Get started with Ascend C programming in 3 days丨Take you to know the basic concepts and common interfaces of Ascend C

This article is shared from "  [2023 CANN Training Camp First Season] - Introduction to Ascend C Operator Development - The First Lesson (Definition and Implementation of Kernel Function) ", author: dayao.

Ascend C is a programming language launched by CANN for operator development scenarios. It natively supports C and C++ standard specifications and maximizes the matching of user development habits. Through key technologies such as multi-layer interface abstraction, automatic parallel computing, and twin debugging, the operator is greatly improved. Development efficiency helps AI developers complete operator development and model tuning and deployment at low cost.

Friends who have enough time recommend watching the official tutorial: Ascend C Official Tutorial

If you want to save time and effort for a quick start, you can read this article, which systematically sorts out the most important knowledge points of AscendC programming for you, and you can get started quickly in 3 days without getting lost!

Day 1 learning points:

image.png

1. What are the advantages of using Ascend C

  1. C/C++ primitive programming
  2. The programming model shields hardware differences, and the programming paradigm improves development efficiency
  3. Multi-level API packaging, from simple to flexible, taking into account ease of use and high efficiency
  4. Twin debugging, the CPU side simulates the behavior of the NPU side, and can be debugged on the CPU side first

Five, multi-level API interface

Ascend C provides a multi-level 0-3 level API. As the level increases, the degree of freedom of API usage decreases and the ease of use increases. Developers can choose the appropriate API according to their needs, use the most easy-to-understand high-level interface to quickly build operator logic, and use the free and flexible low-level interface for complex logic implementation and performance tuning. The main effect of this is to:

  • Reduce the difficulty of using complex instructions
  • Guaranteed Cross-Gen Compatibility
  • retain maximum flexibility possible

​​

1, ​3 level interface

Operator overloading supports +, -, *, /, |, &, <, >, <=, >=, ==, !=, and realizes the simplified expression of level 1 instructions. Users are allowed to use the form: dst = src0 * src1 to calculate for the entire Tensor. The following command API has a 3-level interface:

​2. Level 2 interface

Calculate the continuous COUNT data of the source operand srcLocal, and continuously write the destination operand dstLocal to solve the continuous calculation problem of one-dimensional tensor.

​3. Level 0 interface

Level 0 functional flexible computing interface is the lowest-level development interface, which can fully send back the computing API with hardware advantages, and can perform discontinuous computing. This function can fully send back the powerful function instructions of CANN series chips, and supports The Block stride, Repeat stride, and MASK operations allow users to use many general parameters to customize the required operations:

1.
Repeat iteration times-Repeat times 

The vector calculation unit reads 8 consecutive blocks (32 Bytes per block, 256 Bytes in total) data for calculation each time. In order to complete the processing of the input data, it must go through multiple iterations (repeat) to complete the reading of all the data with calculations. Repeat times represent the number of iterations.
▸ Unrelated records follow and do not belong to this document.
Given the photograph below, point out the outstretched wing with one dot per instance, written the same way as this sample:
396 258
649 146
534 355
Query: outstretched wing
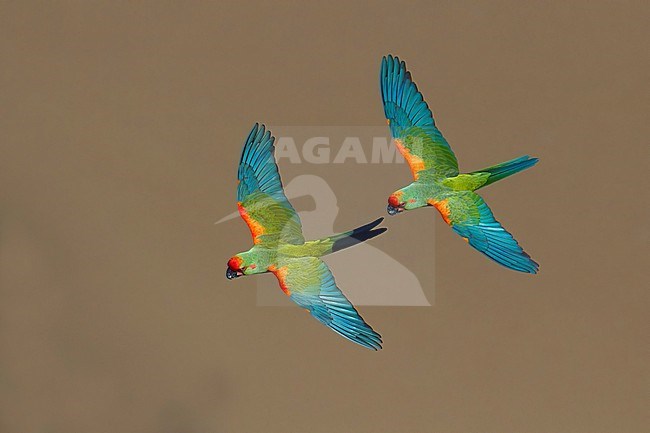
411 122
310 284
260 197
470 217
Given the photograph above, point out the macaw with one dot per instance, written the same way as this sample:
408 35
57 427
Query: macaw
279 246
437 181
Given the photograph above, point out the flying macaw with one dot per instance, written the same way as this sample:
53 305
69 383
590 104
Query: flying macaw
435 170
279 246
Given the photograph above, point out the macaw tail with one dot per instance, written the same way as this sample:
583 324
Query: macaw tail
508 168
353 237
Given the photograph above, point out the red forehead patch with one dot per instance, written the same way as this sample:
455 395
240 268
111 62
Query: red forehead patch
393 200
235 263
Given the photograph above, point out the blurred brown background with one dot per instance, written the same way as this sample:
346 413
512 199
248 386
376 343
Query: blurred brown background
121 125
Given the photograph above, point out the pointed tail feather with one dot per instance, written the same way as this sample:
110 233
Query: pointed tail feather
508 168
358 235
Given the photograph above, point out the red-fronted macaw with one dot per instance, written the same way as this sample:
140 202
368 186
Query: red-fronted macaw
435 170
279 246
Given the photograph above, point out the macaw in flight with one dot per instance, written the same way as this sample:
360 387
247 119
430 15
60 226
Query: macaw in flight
435 171
279 246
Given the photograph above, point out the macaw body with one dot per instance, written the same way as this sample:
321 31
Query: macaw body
279 246
437 180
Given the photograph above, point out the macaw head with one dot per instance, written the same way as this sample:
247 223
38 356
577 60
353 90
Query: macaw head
242 264
403 199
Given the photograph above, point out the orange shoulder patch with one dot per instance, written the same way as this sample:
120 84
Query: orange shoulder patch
415 162
255 227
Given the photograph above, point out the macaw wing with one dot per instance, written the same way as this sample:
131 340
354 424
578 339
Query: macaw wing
260 197
310 284
411 122
470 217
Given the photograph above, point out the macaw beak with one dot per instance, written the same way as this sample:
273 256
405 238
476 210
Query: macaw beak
394 210
231 275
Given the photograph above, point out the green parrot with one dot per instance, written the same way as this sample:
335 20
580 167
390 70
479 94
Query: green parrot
437 181
279 246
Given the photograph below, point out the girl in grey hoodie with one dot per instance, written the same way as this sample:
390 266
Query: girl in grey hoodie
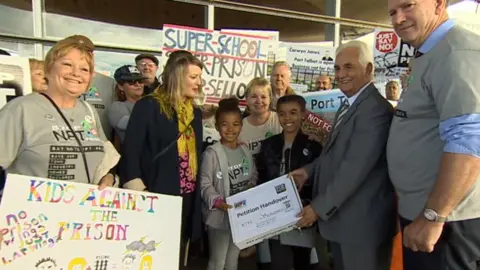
227 169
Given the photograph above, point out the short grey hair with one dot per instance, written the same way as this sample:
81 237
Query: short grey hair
365 54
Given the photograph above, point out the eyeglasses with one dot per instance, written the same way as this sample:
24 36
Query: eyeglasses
133 82
145 64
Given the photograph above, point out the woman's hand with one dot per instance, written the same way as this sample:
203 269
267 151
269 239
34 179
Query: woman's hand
107 181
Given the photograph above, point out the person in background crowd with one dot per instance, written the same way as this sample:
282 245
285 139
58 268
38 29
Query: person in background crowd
130 86
101 91
37 74
392 92
280 81
261 123
161 152
48 120
148 66
279 155
101 95
433 147
353 200
219 179
323 82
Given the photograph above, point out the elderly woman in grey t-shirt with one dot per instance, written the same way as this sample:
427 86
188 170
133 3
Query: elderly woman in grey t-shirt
54 134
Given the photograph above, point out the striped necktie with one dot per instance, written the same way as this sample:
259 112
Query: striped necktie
342 111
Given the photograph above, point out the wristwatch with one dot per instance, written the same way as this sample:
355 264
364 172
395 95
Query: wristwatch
432 215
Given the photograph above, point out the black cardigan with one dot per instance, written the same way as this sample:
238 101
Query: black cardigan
148 133
303 152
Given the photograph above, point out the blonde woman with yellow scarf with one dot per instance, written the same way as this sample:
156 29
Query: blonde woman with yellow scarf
163 143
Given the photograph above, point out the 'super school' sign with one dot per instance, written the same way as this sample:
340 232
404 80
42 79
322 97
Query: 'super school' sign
57 225
230 60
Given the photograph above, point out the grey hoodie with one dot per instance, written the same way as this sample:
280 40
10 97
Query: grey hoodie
216 184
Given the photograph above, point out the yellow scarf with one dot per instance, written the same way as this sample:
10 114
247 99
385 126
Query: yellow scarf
186 143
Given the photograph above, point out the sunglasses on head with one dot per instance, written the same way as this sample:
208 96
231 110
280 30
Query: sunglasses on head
133 82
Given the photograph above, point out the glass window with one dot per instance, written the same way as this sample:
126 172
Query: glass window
17 48
17 21
60 26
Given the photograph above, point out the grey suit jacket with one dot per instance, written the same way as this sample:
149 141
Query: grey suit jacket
353 194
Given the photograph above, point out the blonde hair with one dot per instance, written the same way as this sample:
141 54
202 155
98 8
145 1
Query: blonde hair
36 64
174 77
62 48
258 82
282 64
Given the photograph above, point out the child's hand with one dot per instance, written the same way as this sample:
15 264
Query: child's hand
224 206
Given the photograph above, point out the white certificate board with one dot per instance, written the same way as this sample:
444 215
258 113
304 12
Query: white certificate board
264 211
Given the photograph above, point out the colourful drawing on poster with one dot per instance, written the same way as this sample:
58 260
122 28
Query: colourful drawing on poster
86 228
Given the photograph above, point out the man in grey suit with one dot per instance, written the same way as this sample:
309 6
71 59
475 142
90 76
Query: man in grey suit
354 201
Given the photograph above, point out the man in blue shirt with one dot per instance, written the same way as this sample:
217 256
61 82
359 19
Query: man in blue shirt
433 150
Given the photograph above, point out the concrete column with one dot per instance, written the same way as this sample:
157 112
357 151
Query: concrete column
210 17
38 6
332 31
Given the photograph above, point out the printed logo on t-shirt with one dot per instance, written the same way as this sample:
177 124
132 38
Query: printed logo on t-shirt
87 125
92 94
85 132
238 176
254 146
235 171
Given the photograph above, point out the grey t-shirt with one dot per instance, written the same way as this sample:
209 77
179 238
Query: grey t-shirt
284 166
36 141
101 95
238 168
443 84
118 116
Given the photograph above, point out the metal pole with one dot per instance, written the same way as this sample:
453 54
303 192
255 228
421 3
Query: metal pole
210 17
38 6
287 13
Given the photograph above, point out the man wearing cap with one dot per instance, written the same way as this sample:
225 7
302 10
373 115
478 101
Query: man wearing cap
100 94
148 66
130 84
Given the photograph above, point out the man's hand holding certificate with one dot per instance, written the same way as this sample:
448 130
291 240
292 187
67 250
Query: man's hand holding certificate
264 211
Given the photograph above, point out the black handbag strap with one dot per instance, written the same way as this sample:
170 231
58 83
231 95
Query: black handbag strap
82 151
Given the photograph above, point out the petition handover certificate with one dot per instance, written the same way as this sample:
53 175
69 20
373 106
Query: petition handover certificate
264 211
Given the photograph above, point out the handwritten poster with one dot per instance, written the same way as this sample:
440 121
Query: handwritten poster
231 60
321 109
59 225
14 78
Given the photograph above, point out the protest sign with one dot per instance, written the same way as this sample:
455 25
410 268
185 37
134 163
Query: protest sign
391 55
230 60
57 225
308 62
263 211
14 78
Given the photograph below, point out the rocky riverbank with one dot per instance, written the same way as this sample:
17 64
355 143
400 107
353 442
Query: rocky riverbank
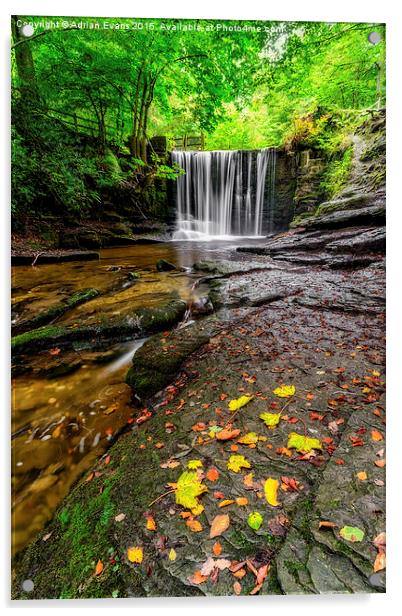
305 310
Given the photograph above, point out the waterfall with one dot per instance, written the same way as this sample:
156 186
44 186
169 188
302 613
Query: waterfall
224 194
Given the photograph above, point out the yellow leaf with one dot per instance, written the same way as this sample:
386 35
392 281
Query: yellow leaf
234 405
303 444
99 567
271 491
285 391
248 439
226 502
235 463
197 510
194 525
135 554
270 419
188 487
219 524
193 464
151 524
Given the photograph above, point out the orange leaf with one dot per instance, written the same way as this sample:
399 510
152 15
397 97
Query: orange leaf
237 588
376 436
197 578
151 524
99 567
219 524
194 526
227 434
217 548
212 474
379 563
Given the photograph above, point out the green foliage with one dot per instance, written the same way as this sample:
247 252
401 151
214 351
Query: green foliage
336 174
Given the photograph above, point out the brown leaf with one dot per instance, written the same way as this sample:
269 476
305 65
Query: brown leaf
227 434
376 435
197 578
326 524
219 524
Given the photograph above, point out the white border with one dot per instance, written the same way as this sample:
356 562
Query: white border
304 10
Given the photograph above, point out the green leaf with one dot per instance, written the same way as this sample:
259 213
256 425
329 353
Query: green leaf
351 533
235 463
301 443
255 520
270 419
188 487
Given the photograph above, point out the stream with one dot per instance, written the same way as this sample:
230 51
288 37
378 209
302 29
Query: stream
68 405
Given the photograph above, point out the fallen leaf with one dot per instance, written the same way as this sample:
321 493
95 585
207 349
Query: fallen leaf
217 548
271 491
135 554
189 487
212 474
285 391
219 524
172 554
226 502
248 439
351 533
255 520
362 475
237 588
376 435
170 464
99 567
303 444
194 526
326 524
262 573
379 563
235 405
248 480
270 419
194 464
197 578
236 462
227 434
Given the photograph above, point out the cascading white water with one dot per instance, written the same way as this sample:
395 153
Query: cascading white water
224 194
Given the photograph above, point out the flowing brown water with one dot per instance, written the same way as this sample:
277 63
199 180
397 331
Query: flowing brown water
69 404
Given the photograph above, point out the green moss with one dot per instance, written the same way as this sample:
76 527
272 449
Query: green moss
56 311
337 173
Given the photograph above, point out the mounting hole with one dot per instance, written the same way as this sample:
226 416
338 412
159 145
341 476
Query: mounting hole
28 585
374 38
27 30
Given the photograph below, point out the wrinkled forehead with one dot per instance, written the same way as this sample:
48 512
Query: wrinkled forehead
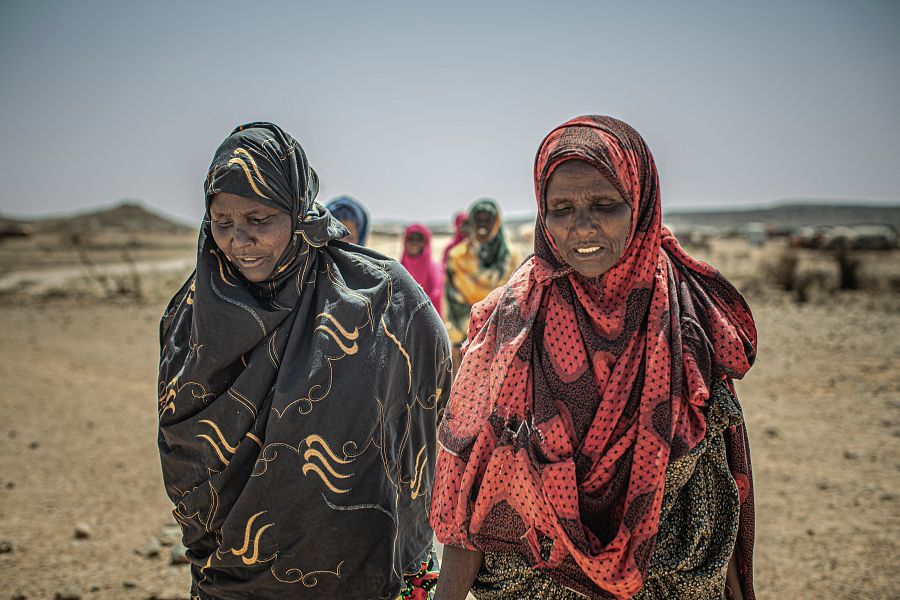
591 145
252 164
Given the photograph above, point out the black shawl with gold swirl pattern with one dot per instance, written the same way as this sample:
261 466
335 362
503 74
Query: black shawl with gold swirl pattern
297 416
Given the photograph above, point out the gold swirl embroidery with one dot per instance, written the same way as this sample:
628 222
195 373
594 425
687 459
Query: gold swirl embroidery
308 579
416 484
167 398
351 337
402 351
190 297
241 151
311 467
240 162
242 551
170 393
215 445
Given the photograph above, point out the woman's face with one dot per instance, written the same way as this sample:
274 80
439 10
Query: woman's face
353 236
482 226
415 244
587 217
252 236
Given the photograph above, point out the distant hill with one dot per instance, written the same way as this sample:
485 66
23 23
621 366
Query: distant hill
788 215
126 216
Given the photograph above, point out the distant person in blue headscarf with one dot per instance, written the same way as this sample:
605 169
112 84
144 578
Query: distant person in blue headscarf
353 215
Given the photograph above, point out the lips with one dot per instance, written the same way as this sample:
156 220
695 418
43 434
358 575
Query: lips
249 261
587 250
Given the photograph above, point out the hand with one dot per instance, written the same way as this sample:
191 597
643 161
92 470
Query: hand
733 589
458 570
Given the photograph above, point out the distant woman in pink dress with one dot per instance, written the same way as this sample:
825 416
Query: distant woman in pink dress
417 260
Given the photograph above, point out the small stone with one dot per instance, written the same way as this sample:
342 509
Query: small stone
177 555
170 535
82 531
149 550
68 594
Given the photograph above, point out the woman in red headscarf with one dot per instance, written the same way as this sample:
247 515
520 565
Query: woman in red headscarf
417 260
593 444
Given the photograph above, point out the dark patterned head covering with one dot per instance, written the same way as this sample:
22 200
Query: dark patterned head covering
573 394
494 253
279 493
348 208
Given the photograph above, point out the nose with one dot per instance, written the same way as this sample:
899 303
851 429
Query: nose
585 223
242 238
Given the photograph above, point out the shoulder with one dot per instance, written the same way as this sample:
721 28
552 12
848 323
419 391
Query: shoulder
510 300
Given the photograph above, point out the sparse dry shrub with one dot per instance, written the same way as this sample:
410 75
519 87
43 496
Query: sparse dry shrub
784 271
811 282
848 268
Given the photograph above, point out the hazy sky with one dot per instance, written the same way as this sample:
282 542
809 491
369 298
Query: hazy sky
419 108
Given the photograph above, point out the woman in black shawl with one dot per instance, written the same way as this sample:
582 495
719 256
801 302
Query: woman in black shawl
300 383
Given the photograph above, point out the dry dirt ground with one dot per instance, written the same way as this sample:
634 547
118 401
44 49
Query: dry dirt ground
78 436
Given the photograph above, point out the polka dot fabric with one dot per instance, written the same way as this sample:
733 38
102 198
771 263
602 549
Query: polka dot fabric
574 395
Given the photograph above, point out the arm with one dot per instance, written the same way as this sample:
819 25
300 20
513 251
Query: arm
458 570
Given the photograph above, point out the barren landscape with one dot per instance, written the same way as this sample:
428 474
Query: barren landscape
82 508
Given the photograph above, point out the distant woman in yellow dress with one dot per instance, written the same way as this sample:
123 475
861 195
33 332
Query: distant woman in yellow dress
476 267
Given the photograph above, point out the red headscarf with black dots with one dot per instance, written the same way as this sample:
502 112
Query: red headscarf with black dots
574 394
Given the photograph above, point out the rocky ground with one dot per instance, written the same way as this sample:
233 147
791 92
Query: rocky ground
82 508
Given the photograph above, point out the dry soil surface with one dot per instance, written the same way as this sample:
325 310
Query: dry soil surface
81 498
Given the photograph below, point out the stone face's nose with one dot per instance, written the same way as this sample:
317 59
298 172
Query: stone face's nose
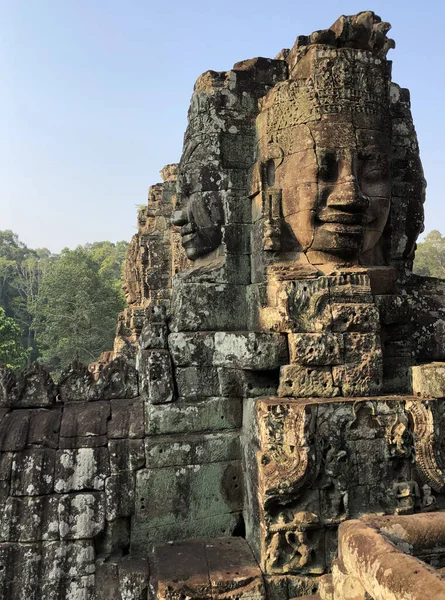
179 218
347 195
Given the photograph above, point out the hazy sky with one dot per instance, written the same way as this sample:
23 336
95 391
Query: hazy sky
95 96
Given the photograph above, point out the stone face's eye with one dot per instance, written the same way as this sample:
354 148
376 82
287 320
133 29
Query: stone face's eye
328 170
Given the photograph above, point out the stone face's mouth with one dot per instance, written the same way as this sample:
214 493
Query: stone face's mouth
344 218
344 228
189 237
188 233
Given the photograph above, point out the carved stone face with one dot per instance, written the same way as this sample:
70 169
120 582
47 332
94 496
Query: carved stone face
200 219
336 200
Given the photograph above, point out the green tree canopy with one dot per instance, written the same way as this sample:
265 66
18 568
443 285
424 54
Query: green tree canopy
12 352
76 309
430 255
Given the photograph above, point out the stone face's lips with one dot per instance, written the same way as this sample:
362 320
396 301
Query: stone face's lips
345 228
188 233
188 237
347 218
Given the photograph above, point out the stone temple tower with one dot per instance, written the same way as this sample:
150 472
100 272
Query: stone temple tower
271 422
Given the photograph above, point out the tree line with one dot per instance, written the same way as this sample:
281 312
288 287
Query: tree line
57 308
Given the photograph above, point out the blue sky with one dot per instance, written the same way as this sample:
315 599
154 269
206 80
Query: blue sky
95 96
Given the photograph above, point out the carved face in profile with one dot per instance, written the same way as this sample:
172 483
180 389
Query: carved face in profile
200 218
336 200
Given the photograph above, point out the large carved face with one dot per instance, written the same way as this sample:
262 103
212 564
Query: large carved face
336 200
200 218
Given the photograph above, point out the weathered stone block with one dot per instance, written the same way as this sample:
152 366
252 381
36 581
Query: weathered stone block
250 350
155 371
428 380
181 569
8 387
118 379
84 424
318 349
126 455
66 560
304 382
191 449
244 383
5 465
197 381
32 472
153 335
362 318
119 495
44 427
30 519
14 430
233 569
81 516
21 567
187 501
192 349
361 346
359 380
81 469
209 306
77 384
35 388
127 419
211 414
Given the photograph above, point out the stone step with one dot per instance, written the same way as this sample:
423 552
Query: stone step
206 569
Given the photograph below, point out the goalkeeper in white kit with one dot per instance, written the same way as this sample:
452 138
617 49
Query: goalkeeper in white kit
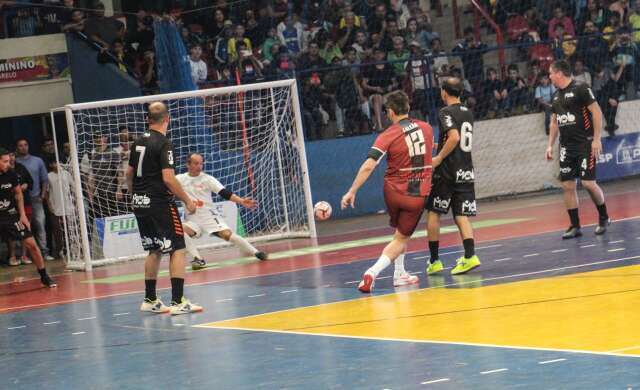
199 186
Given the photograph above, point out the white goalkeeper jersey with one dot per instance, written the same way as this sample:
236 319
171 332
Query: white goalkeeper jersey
200 188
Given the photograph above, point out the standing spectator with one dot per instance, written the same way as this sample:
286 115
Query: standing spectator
544 94
471 53
60 204
198 66
38 194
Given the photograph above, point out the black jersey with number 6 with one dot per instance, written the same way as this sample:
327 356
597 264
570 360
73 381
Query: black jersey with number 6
150 154
457 167
573 116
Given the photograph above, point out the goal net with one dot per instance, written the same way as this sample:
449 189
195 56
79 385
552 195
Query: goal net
251 140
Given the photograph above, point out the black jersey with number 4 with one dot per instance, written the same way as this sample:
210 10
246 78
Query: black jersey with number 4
573 117
457 166
8 209
150 154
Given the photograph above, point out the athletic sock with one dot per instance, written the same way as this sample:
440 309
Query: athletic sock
602 212
382 263
177 290
433 250
573 216
191 246
243 244
399 266
150 289
469 248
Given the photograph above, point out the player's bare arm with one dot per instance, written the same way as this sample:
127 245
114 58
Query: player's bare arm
453 138
553 135
596 114
349 199
169 179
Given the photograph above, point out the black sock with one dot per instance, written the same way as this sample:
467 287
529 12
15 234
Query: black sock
433 249
177 289
602 212
150 289
469 248
573 216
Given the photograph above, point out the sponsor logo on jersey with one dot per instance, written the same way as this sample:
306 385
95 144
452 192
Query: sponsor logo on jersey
468 207
464 175
441 203
566 119
141 200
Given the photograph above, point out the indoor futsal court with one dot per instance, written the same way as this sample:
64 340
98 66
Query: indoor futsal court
540 313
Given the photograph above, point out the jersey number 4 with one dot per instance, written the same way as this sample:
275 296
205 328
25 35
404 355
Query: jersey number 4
415 143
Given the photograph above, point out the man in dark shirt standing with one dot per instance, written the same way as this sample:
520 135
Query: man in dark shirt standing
578 119
14 224
153 184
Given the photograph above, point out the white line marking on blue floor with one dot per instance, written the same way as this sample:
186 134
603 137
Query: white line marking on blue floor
435 381
493 371
552 361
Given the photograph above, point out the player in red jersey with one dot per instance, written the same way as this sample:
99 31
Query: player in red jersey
407 143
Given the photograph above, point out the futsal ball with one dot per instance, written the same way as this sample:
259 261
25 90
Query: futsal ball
322 210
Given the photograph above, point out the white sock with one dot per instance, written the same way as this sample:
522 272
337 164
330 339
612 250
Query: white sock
242 244
191 246
399 266
382 263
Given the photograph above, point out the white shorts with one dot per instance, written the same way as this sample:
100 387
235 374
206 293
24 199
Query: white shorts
205 221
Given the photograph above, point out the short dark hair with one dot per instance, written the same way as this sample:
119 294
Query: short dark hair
398 102
562 66
453 86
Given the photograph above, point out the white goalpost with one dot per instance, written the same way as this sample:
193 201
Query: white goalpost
251 139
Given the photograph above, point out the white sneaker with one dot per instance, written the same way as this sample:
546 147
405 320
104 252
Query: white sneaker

As shown in the figure below, the size of the data to be processed is 16 blocks (512 Bytes), and each iteration processes 8 blocks (256 Bytes). It takes two iterations to complete the calculation, and the Repeat times should be set to 2.

​​​​2.
The address step size of the same block between adjacent iterations 

When Repeat times is greater than 1 and multiple iterations are required to complete the vector calculation, you can reasonably set the value of the Repeat stride of the address step of the same block between adjacent iterations according to different usage scenarios.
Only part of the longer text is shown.